24. ヴィーと3人(2)
24話目投稿です。
確かに、スイゲツとロベルト様とルーフェスが自分に何故着いてきたのか、その真意は解らない。
ルーフェスの言う通り、久しぶりの冒険者ギルドの仕事だから、勘が鈍ってないか確かめたかった。
スイゲツは、もしかしたら私を心配してくれたのかも・・・・疲れてたからなぁ、昨日。
ロベルト様は・・・・・・2人が行くから。
残るのは・・・・寂しかった?おおう!何か、微妙な・・・・萌え。
まあ、どんな理由だろうと実の所、全然かまわない。
だって、楽だし。
3人のこの闘い方を見ていると、現在の実地訓練内容では日帰りで終えられるのも頷ける。

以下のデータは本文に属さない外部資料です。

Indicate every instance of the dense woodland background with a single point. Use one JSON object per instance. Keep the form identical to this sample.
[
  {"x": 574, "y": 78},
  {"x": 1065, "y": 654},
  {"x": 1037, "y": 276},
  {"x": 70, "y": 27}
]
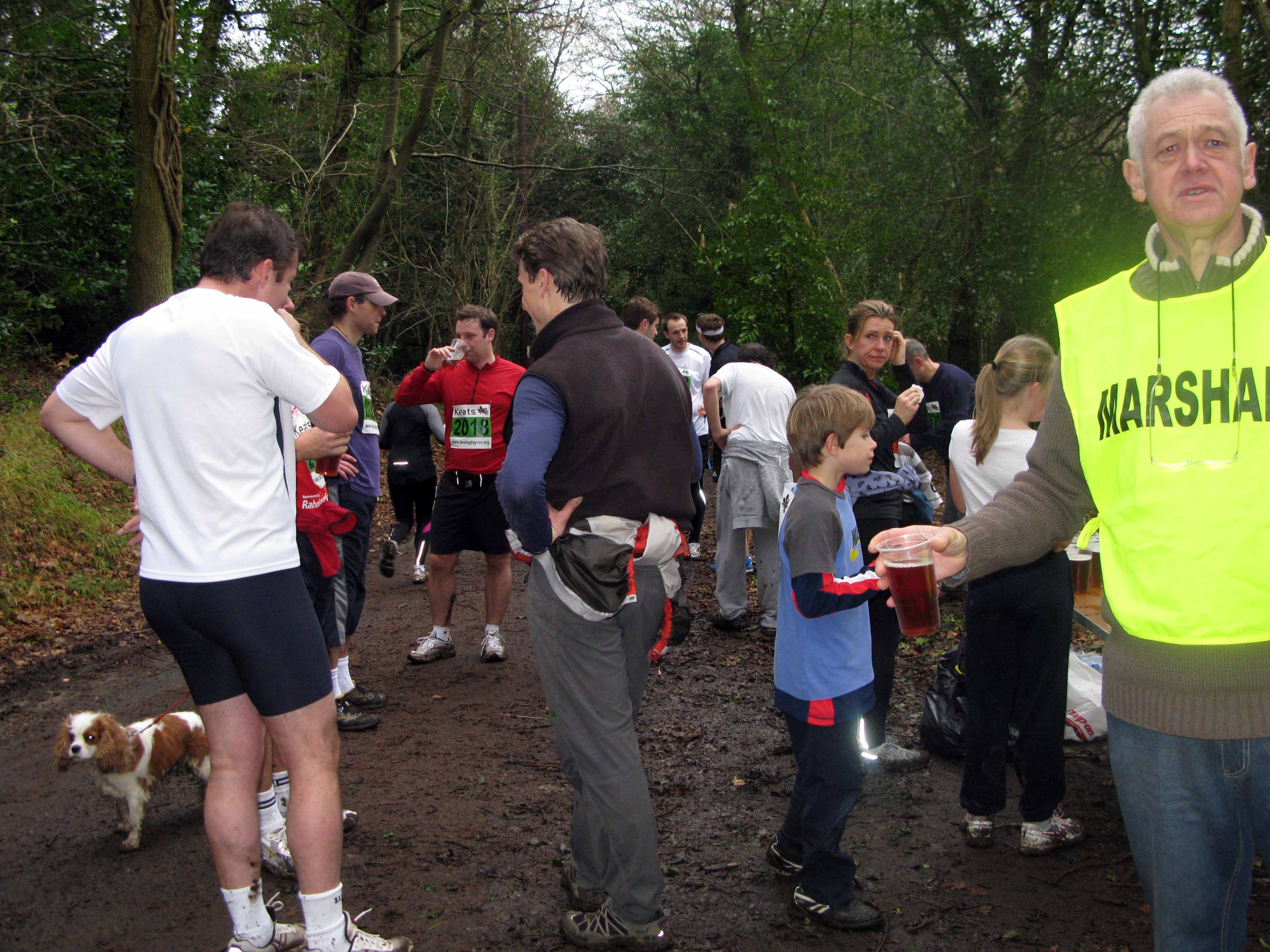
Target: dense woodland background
[{"x": 772, "y": 161}]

日帰りどころか、初日の昼前に終わって、学院で昼食を取っていたかもしれない。
全く羨ましい限りだ。
それでも周囲の警戒は解きはしないけど、久々に余裕がある感じだ。
とっても有難い。
そして、岩窟では予め用意してきた風呂敷型魔法陣を使用して、岩塩を切り出した。
これは、それなりに時間がかかるのは知っていたので、自分達より外側に向けて、捕縛用の魔法陣を4箇所設置し、発動待機。内側に結界の魔法陣を発動させながら、作業した。
近くで戦闘なんてされたら、おちおち切り出し作業なんて出来ないし、落ち着かないからそうしたんだけど、3人は何だか微妙な顔をしていた。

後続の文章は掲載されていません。